We will explain how to scrape websites to retrieve this information and share different analysis techniques that will equip you to answer policy analysis and evaluation questions. Moreover, we will go through methods such as Optimal Character Recognition to extract digitalised text data from physical printed documents.
What does this course cover?
Week 1
The first week will provide an overview of coding in general. This module provides students with important hard digital skills, introducing them to one of the most used community-based software packages in policy analysis: R. Despite the differences between the languages of different software packages used in policy analysis (eg R, Stata, Python), some concepts are common to these languages, such as the “if” function, loops and so on. The main functions students learn will be pave the way to learn other languages, such as Python, SQL and other more complicated languages.
Week 2
The second class will focus on data gathering: how data may be gathered and imported from the internet. This will introduce policymakers to web harvesting techniques in R. We will first discuss legal, ethical and technical considerations for scraping data on the internet. We will then study the structure of HTML pages and see the main features that are useful when doing web scraping. Finally, we will go through the main R packages and functions for web scraping and we will apply them to hands-on case studies.
Week 3
In the final week we will show how R can be used to visualise and analyse text as data. We will start with text pre-processing and some descriptive text features such as length, N-grams and so on. We will them cover the basic supervised and unsupervised approaches to text analysis: sentiment analysis, scaling techniques, topic modelling etc. We will finally go through the R packages and functions for these techniques and apply them to hands-on case studies.
What will I achieve?
Learning outcomes of this module are the following:
- To demonstrate a sophisticated grasp of concepts of coding, especially the application of coding in R for the use of complex policymaking
- To demonstrate the critical ability to undertake web scraping and text analysis in R
- To acquire the skills to critically assess web data in the context of writing policy proposals
- To have an advanced understanding of the application of data processes to the context of problem-solving in a critical way
- To learn basic concept of coding (which in future can be applied to any coding language)

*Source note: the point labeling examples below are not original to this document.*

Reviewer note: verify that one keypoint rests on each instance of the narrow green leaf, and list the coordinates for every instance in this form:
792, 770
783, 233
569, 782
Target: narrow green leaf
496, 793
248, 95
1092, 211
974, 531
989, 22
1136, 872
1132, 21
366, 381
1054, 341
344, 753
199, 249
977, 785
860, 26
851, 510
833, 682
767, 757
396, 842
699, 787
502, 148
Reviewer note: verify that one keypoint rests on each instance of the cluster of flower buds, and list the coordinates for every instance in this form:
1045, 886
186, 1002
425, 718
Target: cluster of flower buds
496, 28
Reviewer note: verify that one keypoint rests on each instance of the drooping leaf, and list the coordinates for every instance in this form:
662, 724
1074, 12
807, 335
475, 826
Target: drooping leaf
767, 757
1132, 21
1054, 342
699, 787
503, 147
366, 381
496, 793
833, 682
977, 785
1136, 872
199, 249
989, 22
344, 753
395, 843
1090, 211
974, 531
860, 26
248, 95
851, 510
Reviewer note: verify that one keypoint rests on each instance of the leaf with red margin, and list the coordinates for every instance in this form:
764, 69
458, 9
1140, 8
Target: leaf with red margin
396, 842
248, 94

- To learn specific software packages, such as R
Who will I learn with?
Senior Lecturer in Public Policy
Who is this for?
This short course is for mid-career professionals. Standard entry requirements are a 2:1 degree plus 3 years of relevant work experience. Applicants without a 2:1 or higher degree are welcome to apply and typically require 5+ years of relevant work experience.
How will I be assessed?
One written assignment, plus participation in webinars and discussion forums.
Our modules offer high levels of interaction with regular points of assessment and feedback. Each four week module is worth five Master's level academic credits and includes three webinars with a King's lecturer and peer group of global professionals.
What is the teaching schedule?
Format: Fully online, plus 3 x 1-hour weekly webinars
This module has been designed specifically for an online audience. It uses a range of interactive activities to support learning including discussion forums, online readings, interactive lectures videos and online tutorials.